Seminars – Statistical design and analysis of reproducible quantitative mass spectrometry-based experiments

EVENT : C3BI Seminars

Statistical design and analysis of reproducible quantitative mass spectrometry-based experiments


Main speaker : Olga Vitek, from Northeastern University, Boston, MA, USA
Date : 07/12/2017 at 02:00 pm
Location : Salle Retrovirus-LWOFF, Institut Pasteur, Paris


Statistical methodology is key for quantitative proteomics, as it helps reduce bias and inefficiencies,  distinguish the systematic variation from random artifacts, and maximize the reproducibility of the results. This talk will overview the statistical methodology implemented in MSstats, an open-source R package for statistical relative quantification of proteins and peptides. MSstats supports experiments with complex designs, such as comparisons of multiple groups or time course comparisons.

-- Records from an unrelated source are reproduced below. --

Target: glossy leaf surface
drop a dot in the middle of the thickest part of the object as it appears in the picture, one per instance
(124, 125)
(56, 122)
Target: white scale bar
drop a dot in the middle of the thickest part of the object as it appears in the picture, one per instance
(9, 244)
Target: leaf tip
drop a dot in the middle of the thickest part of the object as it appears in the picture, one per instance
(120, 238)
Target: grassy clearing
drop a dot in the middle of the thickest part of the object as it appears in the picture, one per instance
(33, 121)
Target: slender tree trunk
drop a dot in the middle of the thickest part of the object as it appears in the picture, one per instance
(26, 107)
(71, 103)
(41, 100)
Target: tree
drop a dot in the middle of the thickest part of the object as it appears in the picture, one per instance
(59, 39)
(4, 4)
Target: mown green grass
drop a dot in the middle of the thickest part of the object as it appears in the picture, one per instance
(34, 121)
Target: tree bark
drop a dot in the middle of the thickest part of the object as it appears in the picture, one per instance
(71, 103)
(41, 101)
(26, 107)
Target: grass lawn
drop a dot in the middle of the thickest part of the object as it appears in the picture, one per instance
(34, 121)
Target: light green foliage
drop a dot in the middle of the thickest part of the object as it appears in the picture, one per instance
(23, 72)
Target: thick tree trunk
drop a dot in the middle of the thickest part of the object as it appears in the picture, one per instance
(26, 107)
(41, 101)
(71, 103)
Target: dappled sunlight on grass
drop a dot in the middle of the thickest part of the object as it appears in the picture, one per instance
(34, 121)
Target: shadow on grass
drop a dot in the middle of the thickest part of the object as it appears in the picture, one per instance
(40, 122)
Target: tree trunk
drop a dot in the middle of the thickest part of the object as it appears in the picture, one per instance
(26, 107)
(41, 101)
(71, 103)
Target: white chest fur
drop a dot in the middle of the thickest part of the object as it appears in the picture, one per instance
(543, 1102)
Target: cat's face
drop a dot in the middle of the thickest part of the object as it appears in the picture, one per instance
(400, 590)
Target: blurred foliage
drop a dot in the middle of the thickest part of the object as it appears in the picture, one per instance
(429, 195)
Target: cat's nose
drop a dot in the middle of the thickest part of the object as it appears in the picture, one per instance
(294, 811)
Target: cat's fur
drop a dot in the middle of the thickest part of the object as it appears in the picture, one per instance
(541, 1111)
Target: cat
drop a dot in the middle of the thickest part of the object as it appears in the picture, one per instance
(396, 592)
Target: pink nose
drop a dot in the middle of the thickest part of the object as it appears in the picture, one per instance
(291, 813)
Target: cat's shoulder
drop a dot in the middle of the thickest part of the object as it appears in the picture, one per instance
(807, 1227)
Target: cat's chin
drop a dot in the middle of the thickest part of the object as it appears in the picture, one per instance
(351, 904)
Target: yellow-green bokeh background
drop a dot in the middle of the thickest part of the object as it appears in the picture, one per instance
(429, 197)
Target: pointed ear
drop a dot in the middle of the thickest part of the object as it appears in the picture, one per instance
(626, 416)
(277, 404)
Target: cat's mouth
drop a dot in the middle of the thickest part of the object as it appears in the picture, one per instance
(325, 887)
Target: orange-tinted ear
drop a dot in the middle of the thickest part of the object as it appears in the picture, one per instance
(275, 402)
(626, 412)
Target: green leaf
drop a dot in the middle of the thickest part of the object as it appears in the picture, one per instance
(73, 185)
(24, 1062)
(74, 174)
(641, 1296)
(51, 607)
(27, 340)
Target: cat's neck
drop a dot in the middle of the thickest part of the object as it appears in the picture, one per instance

It handles quantitative shotgun DDA (data-dependent acquisition) experiments, targeted SRM (selected reaction monitoring), and SWATH/DIA (data independent acquisition) experiments. It can be used in conjunction with label-free experimental workflows, or with workflows that utilize stable isotope reference proteins or peptides. MSstats contains functionalities for data processing, model-based statistical analysis (including testing proteins and peptides for differential abundance, or estimating protein abundance on a relative scale), and model-based calculation of a sample size for a future experiment. It also contains functionalities for systems suitability and statistical process control, and for quantification of figures of merit (such as limit of detection) of mass spectrometric assays. MSstats is available stand-alone or via graphical user interface as an external tool in the software framework Skyline. It can be interfaced with numerous spectral processing tools, such as MaxQuant.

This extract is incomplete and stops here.